An experiment to start five local charter high schools in recent years has resulted in higher graduation rates and more students moving on to postsecondary education, but achievement on state tests has been uneven, according to a report released today.

The Star Schools Project, led by the Center for School Change at the University of Minnesota's Humphrey Institute, graduated 96 percent of its students in 2008, compared with 91.6 percent statewide for public schools. Of those graduates, 86 percent enrolled in some form of postsecondary education this year.

Yet two of the schools -- Augsburg Fairview Academy and Minnesota North Star Academy -- failed to meet the "Adequate Yearly Progress" (AYP) requirements of the No Child Left Behind Law.

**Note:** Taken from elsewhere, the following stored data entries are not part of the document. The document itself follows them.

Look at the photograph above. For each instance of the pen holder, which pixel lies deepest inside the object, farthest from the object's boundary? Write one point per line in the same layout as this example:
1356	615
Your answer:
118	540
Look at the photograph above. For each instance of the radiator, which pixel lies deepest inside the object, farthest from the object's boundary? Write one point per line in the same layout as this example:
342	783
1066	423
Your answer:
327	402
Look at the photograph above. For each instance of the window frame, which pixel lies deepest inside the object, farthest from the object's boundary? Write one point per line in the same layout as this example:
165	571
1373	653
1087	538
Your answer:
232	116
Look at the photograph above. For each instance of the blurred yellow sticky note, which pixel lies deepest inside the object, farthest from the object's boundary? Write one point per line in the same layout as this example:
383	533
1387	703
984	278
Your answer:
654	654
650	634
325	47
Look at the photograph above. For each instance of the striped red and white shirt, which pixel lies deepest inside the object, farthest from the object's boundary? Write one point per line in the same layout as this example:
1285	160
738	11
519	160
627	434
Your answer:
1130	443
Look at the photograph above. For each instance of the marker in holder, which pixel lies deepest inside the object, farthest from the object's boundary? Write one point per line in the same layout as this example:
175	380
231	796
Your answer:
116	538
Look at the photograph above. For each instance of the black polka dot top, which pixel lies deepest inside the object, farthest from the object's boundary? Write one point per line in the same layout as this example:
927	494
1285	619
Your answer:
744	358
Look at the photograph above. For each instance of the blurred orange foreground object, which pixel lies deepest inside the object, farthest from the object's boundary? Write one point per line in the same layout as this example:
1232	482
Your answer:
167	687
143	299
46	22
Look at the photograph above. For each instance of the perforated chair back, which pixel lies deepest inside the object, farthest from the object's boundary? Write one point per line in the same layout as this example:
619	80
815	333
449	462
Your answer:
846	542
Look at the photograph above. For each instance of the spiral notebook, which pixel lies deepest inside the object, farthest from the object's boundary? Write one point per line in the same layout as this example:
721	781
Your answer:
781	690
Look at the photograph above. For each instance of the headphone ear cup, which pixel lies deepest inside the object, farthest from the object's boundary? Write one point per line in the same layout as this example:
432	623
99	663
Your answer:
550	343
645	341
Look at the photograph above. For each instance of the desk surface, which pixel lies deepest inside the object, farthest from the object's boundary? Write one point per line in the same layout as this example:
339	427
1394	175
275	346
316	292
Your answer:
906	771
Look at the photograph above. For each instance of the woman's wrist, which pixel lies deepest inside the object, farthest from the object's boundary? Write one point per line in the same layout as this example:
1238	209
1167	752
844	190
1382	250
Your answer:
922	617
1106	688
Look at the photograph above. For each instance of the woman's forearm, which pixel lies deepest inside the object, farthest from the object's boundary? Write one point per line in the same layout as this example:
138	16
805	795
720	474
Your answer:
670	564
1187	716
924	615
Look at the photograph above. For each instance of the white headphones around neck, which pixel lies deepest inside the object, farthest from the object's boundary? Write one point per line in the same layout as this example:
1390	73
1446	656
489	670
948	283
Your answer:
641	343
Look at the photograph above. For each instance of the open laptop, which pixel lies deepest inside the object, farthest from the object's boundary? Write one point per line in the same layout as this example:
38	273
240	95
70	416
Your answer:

At Augsburg Fairview, for example, only 6 percent of the students taking the Minnesota Comprehensive Assessment II test achieved a "proficient" or better score in math. But another school in the project, Twin Cities Academy, performed better than state averages in reading, math and science.

"We readily acknowledge that test scores in three of the schools are encouraging and two of them really need some improvement," said Joe Nathan, who led the project and is director of the Center for School Change.

The other two schools in the project are the St. Paul Conservatory for Performing Arts and Great River School. Augsburg Fairview is in Minneapolis; the others are in St. Paul.

The project was funded by a $3 million grant from the Bill and Melinda Gates Foundation, beginning in 2002.

The broad outlines of the project called for Nathan's team to create a small group of high-quality high schools that would cooperate with one another to do a better job of educating students, according to the report.

Graduation and college enrollment numbers were impressive, but the level of cooperation among the schools failed to meet the project's goals. The schools plan to continue looking for areas of cooperation.

The schools did share a summer school program and teacher training, and they held monthly meetings, but they could have gone further by sharing business and human resources, the report said.

"I'm encouraged by the percentage of kids who graduated, and I'm encouraged by the percentage of kids going onto some form of higher education," Nathan said. "But the schools continue to need to work on some things."